The Imitation Game: Turing and Beyond

BLOG: Heidelberg Laureate Forum

Laureates of mathematics and computer science meet the next generation
Heidelberg Laureate Forum

Thanks to the eponymous film, “the imitation game” is a phrase known by many people. I must confess though, before the talk by Avi Widgerson (Nevanlinna and Abel Prize recipient), on day two of the Heidelberg Laureate Forum, I wouldn’t have been able to tell you what an imitation game actually was. I might have mumbled something about computers, or even blurted out the words “Turing test”, but beyond that I would have been clueless. I learned over the course of that hour how imitation games are a tool with uses far beyond computing.

I shall begin as Widgerson did, and indeed as Turing himself did. With the Turing test.

I’m not a robot

The Turing test was posed in Alan Turing’s 1950 paper “Computing Machinery and Intelligence”. Perhaps unsurprisingly, the name “Turing test” came about later. The name Turing gave his test was “the imitation game”, providing a small indication of what the test involves.

The purpose of the test is to determine whether or not a machine is able to exhibit intelligence. Put another way: can a robot think?

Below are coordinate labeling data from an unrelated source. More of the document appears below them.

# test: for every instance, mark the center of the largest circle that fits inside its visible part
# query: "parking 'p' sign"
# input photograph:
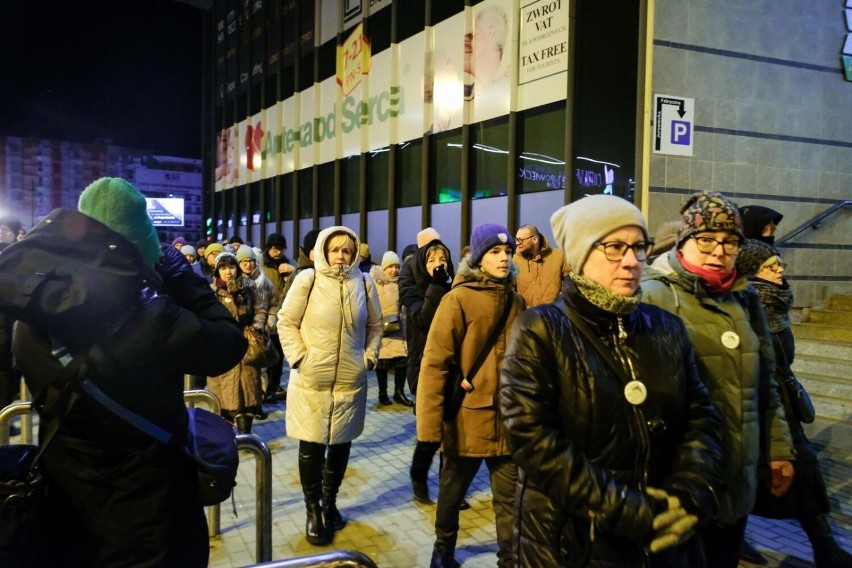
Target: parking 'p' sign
(673, 125)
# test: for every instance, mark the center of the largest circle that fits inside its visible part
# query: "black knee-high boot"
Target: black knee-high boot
(335, 469)
(826, 550)
(399, 387)
(382, 378)
(311, 465)
(420, 463)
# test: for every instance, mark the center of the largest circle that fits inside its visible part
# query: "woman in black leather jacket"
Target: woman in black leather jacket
(616, 468)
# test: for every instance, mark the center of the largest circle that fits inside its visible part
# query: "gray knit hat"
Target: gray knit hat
(579, 225)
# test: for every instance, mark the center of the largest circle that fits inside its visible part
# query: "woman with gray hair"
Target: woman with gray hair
(612, 429)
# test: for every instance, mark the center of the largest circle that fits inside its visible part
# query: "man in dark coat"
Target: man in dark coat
(115, 495)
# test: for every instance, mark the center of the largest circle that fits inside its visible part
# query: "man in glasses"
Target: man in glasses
(540, 267)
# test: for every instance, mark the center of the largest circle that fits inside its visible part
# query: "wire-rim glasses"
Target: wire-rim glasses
(616, 250)
(707, 245)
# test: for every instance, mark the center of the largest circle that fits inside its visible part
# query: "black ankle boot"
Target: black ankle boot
(827, 553)
(315, 530)
(400, 398)
(244, 422)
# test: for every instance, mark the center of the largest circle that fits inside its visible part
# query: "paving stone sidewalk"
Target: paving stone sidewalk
(394, 531)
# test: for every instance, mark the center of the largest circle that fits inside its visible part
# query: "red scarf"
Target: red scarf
(715, 282)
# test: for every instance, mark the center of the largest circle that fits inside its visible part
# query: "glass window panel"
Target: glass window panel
(490, 141)
(351, 168)
(377, 179)
(445, 167)
(541, 147)
(409, 168)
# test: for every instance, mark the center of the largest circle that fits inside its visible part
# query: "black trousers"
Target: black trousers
(456, 476)
(722, 543)
(274, 372)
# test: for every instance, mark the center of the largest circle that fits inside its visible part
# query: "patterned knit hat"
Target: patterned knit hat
(752, 256)
(118, 205)
(486, 236)
(708, 212)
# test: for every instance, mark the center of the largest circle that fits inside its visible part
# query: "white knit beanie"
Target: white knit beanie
(579, 225)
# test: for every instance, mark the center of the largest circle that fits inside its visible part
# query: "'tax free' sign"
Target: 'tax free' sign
(673, 125)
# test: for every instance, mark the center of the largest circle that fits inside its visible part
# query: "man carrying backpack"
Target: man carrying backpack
(117, 497)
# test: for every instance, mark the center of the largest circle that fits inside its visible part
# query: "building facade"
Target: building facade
(38, 175)
(392, 115)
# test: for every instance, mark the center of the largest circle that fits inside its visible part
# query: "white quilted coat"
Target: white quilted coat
(330, 327)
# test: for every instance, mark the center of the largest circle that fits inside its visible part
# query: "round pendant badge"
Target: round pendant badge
(730, 340)
(635, 393)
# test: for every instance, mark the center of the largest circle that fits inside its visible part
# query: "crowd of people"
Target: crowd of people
(629, 399)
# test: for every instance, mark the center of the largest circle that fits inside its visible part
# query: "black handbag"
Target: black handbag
(457, 385)
(800, 400)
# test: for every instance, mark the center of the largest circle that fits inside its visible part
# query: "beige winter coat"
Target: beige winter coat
(330, 326)
(393, 342)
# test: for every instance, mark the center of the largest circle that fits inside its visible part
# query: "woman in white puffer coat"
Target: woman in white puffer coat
(330, 326)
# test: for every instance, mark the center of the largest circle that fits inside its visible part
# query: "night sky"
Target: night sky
(124, 70)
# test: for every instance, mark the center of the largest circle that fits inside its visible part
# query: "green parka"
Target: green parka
(736, 360)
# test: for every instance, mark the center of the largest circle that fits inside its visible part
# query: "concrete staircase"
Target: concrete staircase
(824, 357)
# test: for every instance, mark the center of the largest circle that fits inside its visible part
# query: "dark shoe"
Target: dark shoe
(400, 398)
(333, 519)
(421, 492)
(752, 555)
(243, 422)
(314, 528)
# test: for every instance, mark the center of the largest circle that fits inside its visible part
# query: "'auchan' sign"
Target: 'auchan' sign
(353, 60)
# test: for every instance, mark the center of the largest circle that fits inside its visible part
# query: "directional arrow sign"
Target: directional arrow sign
(673, 125)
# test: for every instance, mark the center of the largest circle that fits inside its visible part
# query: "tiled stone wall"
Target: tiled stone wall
(773, 122)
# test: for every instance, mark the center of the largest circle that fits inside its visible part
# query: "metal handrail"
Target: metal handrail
(10, 412)
(333, 559)
(263, 493)
(815, 222)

In the Turing test, a human referee interacts with an entity. The referee does not know whether the entity is itself human or not. At the end of the interaction, the referee must make a judgement as to the entity’s humanity. The robot entity is defined to be intelligent if a similar guess is made by every referee as it is in the case of a human entity.

Put more formally, consider a robot 🤖. Let \( p_0 \) be the probability that a referee judges a human entity to be human, and let \( p_1 \) be the probability that a referee judges the robot entity 🤖 to be human. The robot 🤖 is intelligent if for every human referee, \( p_0 \approx p_1 \).

The image is split down the middle by a dotted line. On the left-hand side is a graphic of a woman, and on the right is a robot graphic. Arrows got from both of these to a graphic of a man with code on it. There is a question mark about the graphic, and a speech bubble below reading "it's random". To the left of the speech bubble, p_0 is written. p_1 is written to the right

At this point, I should say that if “intelligence” meant the same thing as it does in everyday parlance, then we would have to have a serious debate over whether or not humans are the right benchmark to be using. Intelligence here is defined as the ability to pass this test. That is precisely of the beauty of the test. It circumvents the philosophical debate over what it means to think, and focusses instead on the behavioural viewpoint.

The use of imitation games doesn’t stop at the Turing test though, and neither did Avi Widgerson’s talk. The imitation game can be treated as a framework and applied in many diverse scenarios.

In this paradigm, two things are considered to be the same if they cannot be distinguished by a reasonable test. It’s clear to see that this can have many different applications, and Widgerson introduced four of these in his lecture, from fields across mathematics and computer science.

Lock and Key

It is not uncommon to hear conversations about encryption at the Heidelberg Laureate Forum. Indeed, we were treated to a panel on post-quantum cryptography on the Friday of the forum.

In discussing how we protect our messages, one facet that is often overlooked, though, is what it actually means for an encryption algorithm to be “secure”, and how we can message that.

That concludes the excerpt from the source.